2007’de hak verildi dediniz. Alevilik din dersi için çalışmalarınız ne zaman başladı? Bir de Alman hükümetinin tepkisi ne oldu? Mesela ‘İslam din dersi zaten var, onun içinde okutun’ demediler mi?
Bu konuda AABF olarak 1990’lı yılların başında harekete geçtik ve dönemin hükümetiyle temas kurduk. Hükümet, AABF’nin taleplerini memnuniyetle karşıladığını beyan etti ve kurumumuzla irtibata geçti. Önce Almanya’da yaşayan diğer İslami gruplarla bir araya getirdiler bizi. Din dersi konularında diğer İslami cemaatlerle hemfikir olmadığımızı görünce devlet, bilirkişi raporları hazırlanması için uzman akademisyenleri görevlendirdi.
İki rapordan ilkini, din hukuku konusunda uzman, Almanya’nın tanınmış öğretim görevlilerinden, Köln Üniversitesi hocası Prof. Dr. Stefan Muckel yazdı. İkinci rapor ise konunun inançsal ve sosyolojik boyutunu inceleyen, İslam dini alanında uzman türkolog Prof. Dr. Ursula Spuler-Stegemann hazırladı.
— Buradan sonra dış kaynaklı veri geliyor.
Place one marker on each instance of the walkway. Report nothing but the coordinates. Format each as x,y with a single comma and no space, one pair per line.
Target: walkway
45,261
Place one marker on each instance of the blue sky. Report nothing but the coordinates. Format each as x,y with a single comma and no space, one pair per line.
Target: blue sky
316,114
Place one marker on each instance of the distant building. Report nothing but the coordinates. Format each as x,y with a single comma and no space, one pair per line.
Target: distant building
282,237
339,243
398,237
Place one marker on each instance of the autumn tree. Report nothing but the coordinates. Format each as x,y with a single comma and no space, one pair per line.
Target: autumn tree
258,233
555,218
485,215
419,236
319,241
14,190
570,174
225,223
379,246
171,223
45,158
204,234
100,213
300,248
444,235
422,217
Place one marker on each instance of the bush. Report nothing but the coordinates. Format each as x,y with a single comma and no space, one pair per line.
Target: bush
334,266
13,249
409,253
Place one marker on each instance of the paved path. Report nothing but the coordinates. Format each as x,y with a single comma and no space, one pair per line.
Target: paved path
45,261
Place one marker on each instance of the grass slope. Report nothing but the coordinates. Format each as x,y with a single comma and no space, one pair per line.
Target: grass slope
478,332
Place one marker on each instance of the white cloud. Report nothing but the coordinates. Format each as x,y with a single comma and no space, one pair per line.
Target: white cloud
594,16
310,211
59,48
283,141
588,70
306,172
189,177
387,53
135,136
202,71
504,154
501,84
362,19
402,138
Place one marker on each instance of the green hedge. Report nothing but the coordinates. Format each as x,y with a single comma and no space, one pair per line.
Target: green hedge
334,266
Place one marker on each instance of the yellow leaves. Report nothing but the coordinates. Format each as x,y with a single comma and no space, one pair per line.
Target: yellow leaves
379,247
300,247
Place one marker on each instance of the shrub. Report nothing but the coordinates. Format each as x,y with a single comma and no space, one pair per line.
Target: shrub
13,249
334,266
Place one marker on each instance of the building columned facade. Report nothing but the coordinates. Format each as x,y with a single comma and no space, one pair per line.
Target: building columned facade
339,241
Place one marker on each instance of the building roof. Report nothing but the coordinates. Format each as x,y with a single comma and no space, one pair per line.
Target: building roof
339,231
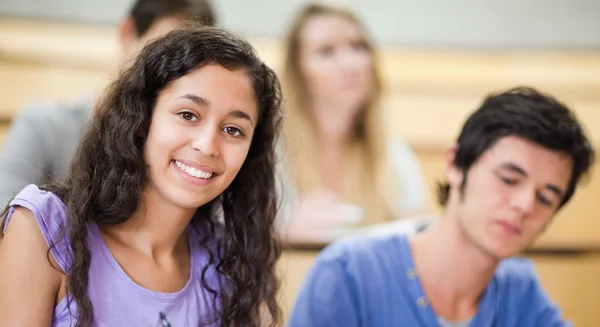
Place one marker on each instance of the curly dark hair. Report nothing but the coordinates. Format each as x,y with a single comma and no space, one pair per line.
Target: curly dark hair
532,115
108,173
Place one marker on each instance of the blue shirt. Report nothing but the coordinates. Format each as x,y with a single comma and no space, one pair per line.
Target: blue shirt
371,282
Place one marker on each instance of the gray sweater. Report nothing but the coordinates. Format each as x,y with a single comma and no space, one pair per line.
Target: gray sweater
40,143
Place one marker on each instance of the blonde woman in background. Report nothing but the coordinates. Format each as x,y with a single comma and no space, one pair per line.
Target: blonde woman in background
342,168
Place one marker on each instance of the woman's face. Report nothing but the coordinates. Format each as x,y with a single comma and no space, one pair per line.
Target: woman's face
336,64
200,135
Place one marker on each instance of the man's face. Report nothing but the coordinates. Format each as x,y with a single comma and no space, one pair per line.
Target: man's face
511,194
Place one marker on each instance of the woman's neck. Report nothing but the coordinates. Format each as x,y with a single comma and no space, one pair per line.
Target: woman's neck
156,228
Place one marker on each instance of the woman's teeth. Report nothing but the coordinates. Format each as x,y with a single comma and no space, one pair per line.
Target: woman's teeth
193,171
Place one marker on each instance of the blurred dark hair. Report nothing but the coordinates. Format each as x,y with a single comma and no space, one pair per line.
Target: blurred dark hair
108,173
526,113
147,12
Her iki raporun da vardığı sonuç, ‘Aleviler kendine özgü bir inanç topluluğudur’ oldu. Bu bilirkişi raporları sonucunda az önce de söylediğim gibi 2007’de inanç topluluğu olarak resmen tanınmış olduk ve daha da geniş haklara kavuştuk. Bu haklardan biri de kendi dersimizi verme hakkıydı.
700 bin Alevinin yaşadığı Almanya’da bu kadar özgür hareket ederken, 15 milyondan fazla Alevi’nin yaşadığı Türkiye’de inanca dayalı zorunlu Sünni İslam din dersi… Türkiye’de Aleviliğin var olan din dersi kapsamında okutulması hiç mi mümkün değil?
Sünnilik inancına dayalı din dersi kapsamında Aleviliğin anlatılması mümkün değil. Eğer yapılırsa Aleviler açısından büyük bir tehlike içerir bu ders, çünkü Aleviliğin inanç sistemi ve teolojisi farklı. Bir örnek vermek gerekirse; Alevilikteki varoluş ve dönüşümü anlatan ‘Devriye’ inancı… Sünniliğin kabul etmediği bu inanç nasıl açıklanacak? Diyanet İşleri bunu kabul eder mi? Alevilerin semahını, cemevini, cemini, anasını, pirini, deyişini ve ikrarını kabul etmeyen ve reddeden bir kuruluş, reddettiği konuları derslerde nasıl işleyecek?
Bu nedenle Aleviliğin İslam din dersleri kapsamında öğretilmesininin arkasında sadece asimilasyon politikasının olduğunu hepimiz tahmin edebiliriz.
Teşekkürler..
Ben teşekkür ederim. Hızır yoldaşımız, Ali haldaşımız ola.